Monday, April 26, 2010

What a Shame

Suffice to say, I've been lax in blogging pretty much this entire year.
What do you think that says about me? That I'm lazy? Yes. That I lack discipline? Yes.
Lucky for us, Margaret Mitchell didn't suffer from those same maladies, otherwise she never would have written that weekly column for the Atlanta Journal. Oh yeah, and that little book she eventually penned...the one about Scarlett and all of her shenanigans.
Did you know, by the way, that Margaret's first marriage ended because she found out that her husband was a bootlegger who enjoyed a little too much of his own product? Unlike Rhett, the sauce apparently rendered her husband mean and nasty. Rhett just became more fun when he drank. Anyhoo, she ditched the bum and then she married his best friend, John Marsh...the one who had been the best man at their wedding.
 Gone With the Wind was published in 1936 when Margaret Mitchell was thirty-six years old.

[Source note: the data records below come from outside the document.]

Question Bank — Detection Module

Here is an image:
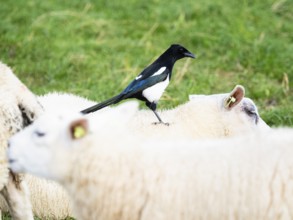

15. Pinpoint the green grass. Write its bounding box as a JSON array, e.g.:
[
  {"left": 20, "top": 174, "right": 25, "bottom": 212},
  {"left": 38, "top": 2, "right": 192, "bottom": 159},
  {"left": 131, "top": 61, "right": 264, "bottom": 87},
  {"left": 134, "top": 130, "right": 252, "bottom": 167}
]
[
  {"left": 0, "top": 0, "right": 293, "bottom": 219},
  {"left": 0, "top": 0, "right": 293, "bottom": 126}
]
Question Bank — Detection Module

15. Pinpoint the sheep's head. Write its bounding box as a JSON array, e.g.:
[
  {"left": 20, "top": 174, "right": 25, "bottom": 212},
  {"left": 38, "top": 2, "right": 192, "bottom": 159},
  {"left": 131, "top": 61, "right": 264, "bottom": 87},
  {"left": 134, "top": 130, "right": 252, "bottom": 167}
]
[
  {"left": 189, "top": 85, "right": 268, "bottom": 133},
  {"left": 8, "top": 100, "right": 138, "bottom": 181}
]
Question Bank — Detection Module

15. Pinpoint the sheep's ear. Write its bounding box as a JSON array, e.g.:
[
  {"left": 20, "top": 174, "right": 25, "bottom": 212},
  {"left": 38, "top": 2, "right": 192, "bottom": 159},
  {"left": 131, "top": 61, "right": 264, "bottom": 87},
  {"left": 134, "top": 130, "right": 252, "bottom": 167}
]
[
  {"left": 188, "top": 94, "right": 205, "bottom": 101},
  {"left": 69, "top": 118, "right": 89, "bottom": 139},
  {"left": 224, "top": 85, "right": 245, "bottom": 110}
]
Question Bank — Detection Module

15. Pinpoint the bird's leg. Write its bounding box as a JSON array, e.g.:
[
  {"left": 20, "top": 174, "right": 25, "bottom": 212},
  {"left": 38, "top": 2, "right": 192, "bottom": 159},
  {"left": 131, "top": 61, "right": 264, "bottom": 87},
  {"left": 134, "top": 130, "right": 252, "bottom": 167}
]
[{"left": 146, "top": 102, "right": 169, "bottom": 126}]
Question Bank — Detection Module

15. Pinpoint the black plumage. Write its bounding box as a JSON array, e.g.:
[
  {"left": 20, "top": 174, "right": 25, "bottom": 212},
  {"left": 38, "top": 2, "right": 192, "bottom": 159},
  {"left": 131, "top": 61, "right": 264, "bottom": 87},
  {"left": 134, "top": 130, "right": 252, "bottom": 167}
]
[{"left": 81, "top": 44, "right": 195, "bottom": 123}]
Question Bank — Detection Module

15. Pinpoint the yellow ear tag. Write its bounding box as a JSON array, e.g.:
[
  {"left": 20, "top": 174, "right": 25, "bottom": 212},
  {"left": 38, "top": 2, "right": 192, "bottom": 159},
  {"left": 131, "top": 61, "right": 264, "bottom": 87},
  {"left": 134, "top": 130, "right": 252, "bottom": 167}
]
[
  {"left": 73, "top": 125, "right": 86, "bottom": 139},
  {"left": 225, "top": 96, "right": 236, "bottom": 108}
]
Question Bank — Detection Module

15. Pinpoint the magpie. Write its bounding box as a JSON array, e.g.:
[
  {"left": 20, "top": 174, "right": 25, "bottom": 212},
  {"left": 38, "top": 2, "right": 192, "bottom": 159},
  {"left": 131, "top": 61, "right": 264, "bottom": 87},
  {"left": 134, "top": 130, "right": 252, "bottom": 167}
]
[{"left": 81, "top": 44, "right": 195, "bottom": 125}]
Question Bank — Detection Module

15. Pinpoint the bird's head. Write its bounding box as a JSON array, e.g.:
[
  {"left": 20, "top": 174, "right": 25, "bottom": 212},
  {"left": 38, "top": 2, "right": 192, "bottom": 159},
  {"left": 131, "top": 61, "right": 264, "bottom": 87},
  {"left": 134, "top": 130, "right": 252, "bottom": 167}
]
[{"left": 169, "top": 44, "right": 195, "bottom": 60}]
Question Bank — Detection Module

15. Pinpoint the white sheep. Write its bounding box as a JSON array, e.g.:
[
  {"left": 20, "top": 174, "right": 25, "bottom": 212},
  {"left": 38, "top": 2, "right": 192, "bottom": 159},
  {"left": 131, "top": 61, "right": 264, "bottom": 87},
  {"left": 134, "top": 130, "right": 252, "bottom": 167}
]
[
  {"left": 0, "top": 62, "right": 42, "bottom": 219},
  {"left": 39, "top": 85, "right": 269, "bottom": 139},
  {"left": 0, "top": 62, "right": 71, "bottom": 220},
  {"left": 113, "top": 85, "right": 269, "bottom": 139},
  {"left": 0, "top": 63, "right": 263, "bottom": 219},
  {"left": 8, "top": 106, "right": 293, "bottom": 220}
]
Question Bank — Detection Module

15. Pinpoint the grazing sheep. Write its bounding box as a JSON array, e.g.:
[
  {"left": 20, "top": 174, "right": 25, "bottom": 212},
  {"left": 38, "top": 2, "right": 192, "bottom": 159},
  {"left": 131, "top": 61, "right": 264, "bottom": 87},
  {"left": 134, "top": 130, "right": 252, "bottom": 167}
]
[
  {"left": 0, "top": 62, "right": 42, "bottom": 219},
  {"left": 0, "top": 62, "right": 71, "bottom": 220},
  {"left": 39, "top": 85, "right": 269, "bottom": 139},
  {"left": 0, "top": 59, "right": 270, "bottom": 219},
  {"left": 8, "top": 107, "right": 293, "bottom": 220},
  {"left": 122, "top": 85, "right": 269, "bottom": 139}
]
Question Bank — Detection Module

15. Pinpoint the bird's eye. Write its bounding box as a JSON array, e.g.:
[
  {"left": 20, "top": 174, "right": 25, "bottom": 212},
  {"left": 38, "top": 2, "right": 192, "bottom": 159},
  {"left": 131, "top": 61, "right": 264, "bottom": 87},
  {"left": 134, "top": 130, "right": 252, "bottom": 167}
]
[{"left": 34, "top": 131, "right": 46, "bottom": 137}]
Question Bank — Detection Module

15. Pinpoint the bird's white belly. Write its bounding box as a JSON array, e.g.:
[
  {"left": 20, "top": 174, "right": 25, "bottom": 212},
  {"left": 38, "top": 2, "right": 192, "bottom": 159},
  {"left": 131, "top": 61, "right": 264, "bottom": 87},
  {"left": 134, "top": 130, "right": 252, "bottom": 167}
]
[{"left": 142, "top": 76, "right": 169, "bottom": 102}]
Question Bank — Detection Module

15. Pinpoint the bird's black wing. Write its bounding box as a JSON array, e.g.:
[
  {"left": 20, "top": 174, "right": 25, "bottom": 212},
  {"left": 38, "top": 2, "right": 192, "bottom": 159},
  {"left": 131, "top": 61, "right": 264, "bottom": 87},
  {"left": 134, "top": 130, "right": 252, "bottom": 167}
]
[
  {"left": 136, "top": 63, "right": 163, "bottom": 80},
  {"left": 121, "top": 69, "right": 169, "bottom": 98}
]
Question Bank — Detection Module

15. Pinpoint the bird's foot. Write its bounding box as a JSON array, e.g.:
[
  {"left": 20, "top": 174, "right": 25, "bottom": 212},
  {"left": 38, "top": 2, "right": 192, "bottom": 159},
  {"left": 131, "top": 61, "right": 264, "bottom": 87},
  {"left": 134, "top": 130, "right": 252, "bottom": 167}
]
[{"left": 152, "top": 121, "right": 170, "bottom": 126}]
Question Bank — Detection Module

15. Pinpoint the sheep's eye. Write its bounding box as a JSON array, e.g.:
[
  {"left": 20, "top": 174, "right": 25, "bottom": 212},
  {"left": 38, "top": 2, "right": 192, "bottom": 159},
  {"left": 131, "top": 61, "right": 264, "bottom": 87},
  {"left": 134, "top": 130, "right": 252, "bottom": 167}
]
[
  {"left": 243, "top": 106, "right": 259, "bottom": 124},
  {"left": 35, "top": 131, "right": 45, "bottom": 137}
]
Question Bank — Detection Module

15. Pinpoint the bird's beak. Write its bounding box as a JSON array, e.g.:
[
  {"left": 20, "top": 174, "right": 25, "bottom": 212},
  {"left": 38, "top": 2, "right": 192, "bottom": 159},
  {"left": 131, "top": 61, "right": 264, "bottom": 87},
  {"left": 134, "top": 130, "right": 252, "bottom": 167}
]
[{"left": 184, "top": 51, "right": 195, "bottom": 58}]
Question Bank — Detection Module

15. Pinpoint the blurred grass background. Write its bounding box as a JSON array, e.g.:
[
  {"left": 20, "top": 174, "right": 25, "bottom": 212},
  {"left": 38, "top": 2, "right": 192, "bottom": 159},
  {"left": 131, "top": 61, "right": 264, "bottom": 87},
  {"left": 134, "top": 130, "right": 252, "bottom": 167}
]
[
  {"left": 0, "top": 0, "right": 293, "bottom": 129},
  {"left": 0, "top": 0, "right": 293, "bottom": 219}
]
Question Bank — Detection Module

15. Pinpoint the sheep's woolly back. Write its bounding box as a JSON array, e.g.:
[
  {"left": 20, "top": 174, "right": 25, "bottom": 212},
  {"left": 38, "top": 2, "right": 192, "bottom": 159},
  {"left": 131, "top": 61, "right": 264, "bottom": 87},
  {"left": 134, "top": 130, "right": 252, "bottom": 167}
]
[
  {"left": 38, "top": 92, "right": 96, "bottom": 112},
  {"left": 62, "top": 130, "right": 293, "bottom": 220},
  {"left": 128, "top": 94, "right": 269, "bottom": 139},
  {"left": 8, "top": 108, "right": 293, "bottom": 220}
]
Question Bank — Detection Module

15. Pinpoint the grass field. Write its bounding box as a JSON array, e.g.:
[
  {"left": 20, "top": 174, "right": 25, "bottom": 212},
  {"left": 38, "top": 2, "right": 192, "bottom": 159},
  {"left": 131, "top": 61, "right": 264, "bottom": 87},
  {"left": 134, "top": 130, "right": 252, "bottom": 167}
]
[
  {"left": 0, "top": 0, "right": 293, "bottom": 217},
  {"left": 0, "top": 0, "right": 293, "bottom": 126}
]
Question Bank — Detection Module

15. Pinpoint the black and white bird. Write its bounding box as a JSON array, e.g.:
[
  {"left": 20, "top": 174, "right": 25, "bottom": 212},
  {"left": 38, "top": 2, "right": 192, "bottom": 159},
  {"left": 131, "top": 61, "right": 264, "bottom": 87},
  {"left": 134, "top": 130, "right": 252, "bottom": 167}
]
[{"left": 81, "top": 44, "right": 195, "bottom": 124}]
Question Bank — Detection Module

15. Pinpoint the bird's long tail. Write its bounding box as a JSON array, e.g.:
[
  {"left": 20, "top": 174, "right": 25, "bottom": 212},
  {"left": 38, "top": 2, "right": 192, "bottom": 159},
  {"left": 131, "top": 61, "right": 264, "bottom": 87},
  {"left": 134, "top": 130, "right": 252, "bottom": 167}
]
[{"left": 80, "top": 94, "right": 123, "bottom": 114}]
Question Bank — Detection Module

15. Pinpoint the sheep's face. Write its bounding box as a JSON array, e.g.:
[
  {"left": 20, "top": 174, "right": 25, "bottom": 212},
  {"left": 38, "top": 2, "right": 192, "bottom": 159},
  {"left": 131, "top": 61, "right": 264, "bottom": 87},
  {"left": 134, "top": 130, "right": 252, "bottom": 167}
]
[
  {"left": 8, "top": 112, "right": 87, "bottom": 180},
  {"left": 8, "top": 102, "right": 138, "bottom": 182},
  {"left": 189, "top": 85, "right": 269, "bottom": 135}
]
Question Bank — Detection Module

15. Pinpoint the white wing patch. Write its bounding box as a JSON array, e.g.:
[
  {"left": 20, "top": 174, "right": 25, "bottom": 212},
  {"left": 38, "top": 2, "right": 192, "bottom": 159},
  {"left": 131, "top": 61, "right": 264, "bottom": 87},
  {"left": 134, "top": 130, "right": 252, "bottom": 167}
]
[
  {"left": 152, "top": 66, "right": 166, "bottom": 76},
  {"left": 142, "top": 76, "right": 169, "bottom": 102},
  {"left": 135, "top": 75, "right": 142, "bottom": 80}
]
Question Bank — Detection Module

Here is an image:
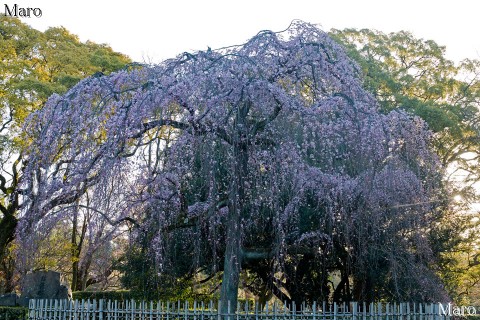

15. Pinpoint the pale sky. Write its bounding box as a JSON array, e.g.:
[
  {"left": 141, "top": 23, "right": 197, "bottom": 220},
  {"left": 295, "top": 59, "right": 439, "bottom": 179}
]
[{"left": 13, "top": 0, "right": 480, "bottom": 62}]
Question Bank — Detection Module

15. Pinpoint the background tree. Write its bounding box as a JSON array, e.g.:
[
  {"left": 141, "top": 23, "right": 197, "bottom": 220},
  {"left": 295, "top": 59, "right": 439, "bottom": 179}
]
[
  {"left": 331, "top": 29, "right": 480, "bottom": 303},
  {"left": 19, "top": 22, "right": 448, "bottom": 310},
  {"left": 0, "top": 15, "right": 129, "bottom": 292}
]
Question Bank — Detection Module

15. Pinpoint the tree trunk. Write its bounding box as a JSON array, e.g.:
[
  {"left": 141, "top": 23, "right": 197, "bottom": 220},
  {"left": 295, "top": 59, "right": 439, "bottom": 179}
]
[{"left": 0, "top": 212, "right": 18, "bottom": 293}]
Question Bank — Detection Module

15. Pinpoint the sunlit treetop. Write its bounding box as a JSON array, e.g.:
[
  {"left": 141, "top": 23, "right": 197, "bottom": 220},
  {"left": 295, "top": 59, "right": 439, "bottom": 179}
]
[{"left": 20, "top": 22, "right": 446, "bottom": 305}]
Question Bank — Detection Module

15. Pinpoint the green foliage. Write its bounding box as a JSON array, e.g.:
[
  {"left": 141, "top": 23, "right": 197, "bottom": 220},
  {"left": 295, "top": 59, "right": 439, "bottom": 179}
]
[
  {"left": 0, "top": 306, "right": 28, "bottom": 320},
  {"left": 72, "top": 290, "right": 135, "bottom": 301},
  {"left": 0, "top": 15, "right": 130, "bottom": 292},
  {"left": 330, "top": 29, "right": 480, "bottom": 304}
]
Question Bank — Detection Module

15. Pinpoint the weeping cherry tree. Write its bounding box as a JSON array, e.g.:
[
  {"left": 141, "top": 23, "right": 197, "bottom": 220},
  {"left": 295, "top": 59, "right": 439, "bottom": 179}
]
[{"left": 18, "top": 22, "right": 441, "bottom": 310}]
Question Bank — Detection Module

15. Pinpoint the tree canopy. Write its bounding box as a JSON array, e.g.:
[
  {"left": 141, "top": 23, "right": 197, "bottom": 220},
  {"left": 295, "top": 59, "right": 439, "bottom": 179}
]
[
  {"left": 19, "top": 22, "right": 448, "bottom": 308},
  {"left": 0, "top": 15, "right": 130, "bottom": 292}
]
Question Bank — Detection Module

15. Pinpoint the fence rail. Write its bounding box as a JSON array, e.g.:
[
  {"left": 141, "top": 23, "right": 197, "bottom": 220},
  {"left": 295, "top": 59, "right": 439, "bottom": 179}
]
[{"left": 28, "top": 299, "right": 456, "bottom": 320}]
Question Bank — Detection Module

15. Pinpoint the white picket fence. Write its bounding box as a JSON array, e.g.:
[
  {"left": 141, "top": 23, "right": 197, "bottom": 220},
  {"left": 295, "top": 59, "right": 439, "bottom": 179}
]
[{"left": 28, "top": 300, "right": 449, "bottom": 320}]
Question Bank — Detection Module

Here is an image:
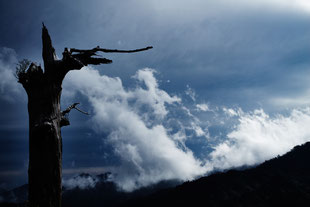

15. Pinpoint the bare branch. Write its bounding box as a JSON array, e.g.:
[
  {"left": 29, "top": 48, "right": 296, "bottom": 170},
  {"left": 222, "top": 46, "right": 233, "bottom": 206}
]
[
  {"left": 70, "top": 46, "right": 153, "bottom": 55},
  {"left": 61, "top": 103, "right": 89, "bottom": 116}
]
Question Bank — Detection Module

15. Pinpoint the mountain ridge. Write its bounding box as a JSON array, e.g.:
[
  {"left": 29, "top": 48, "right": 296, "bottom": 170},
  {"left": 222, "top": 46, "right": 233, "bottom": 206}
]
[{"left": 122, "top": 142, "right": 310, "bottom": 207}]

As far as anyone knows, she didn't write anything after that. She was hit by a car only thirteen years later. I blame John Marsh for that. If he had been more like Rhett Butler, a true gentleman, he would have taken her hand and made sure it was clear before they stepped off that curb into the path of the car that killed her. And why was she the only one who got hit? Where was Johnny boy when it happened? Certainly not walking beside his wife. Scarlett O'Hara's disenchantment in the ability of the men in her life to actually take care of her may have been an eerie foreshadowing of the author's own demise.

Monday, April 12, 2010

A Girl Can Dream

Aaaaahhhh. Springtime. It's so nice when everything comes alive. Maybe not so much for the hay fever sufferers, but for the rest of us, the fragrant, color-filled blooms give us a renewed spirit. The world looks different, in a good way.
It also sounds different...in a bad way. Weed-eaters. Lawn mowers. Every second of every frickin' day, some neighbor somewhere has to be doing yardwork. It's the great spoiler. A perfectly pleasant morning with the windows open - and all I can hear is that familiar, abrasive noise. And those lawn service people with their big-ass mowers...they're really, really LOUD!
On Saturday, PhillyTwo and I were sitting in the backyard soaking up some sunshine, enjoying a pleasant conversation, when some motherfucking neighbor decided it was the perfect time to break out the weed eater. We could barely hear each other over the noise. I fantasized about walking over and putting a gun to the man's head. "Put that damned thing away and you'll live to see tomorrow," I'd demand through clenched teeth. But I knew I was just channeling the Sopranos. I don't even own a gun.

Update 10:30 a.m.: OMG! Today the noise is coming from my own yard!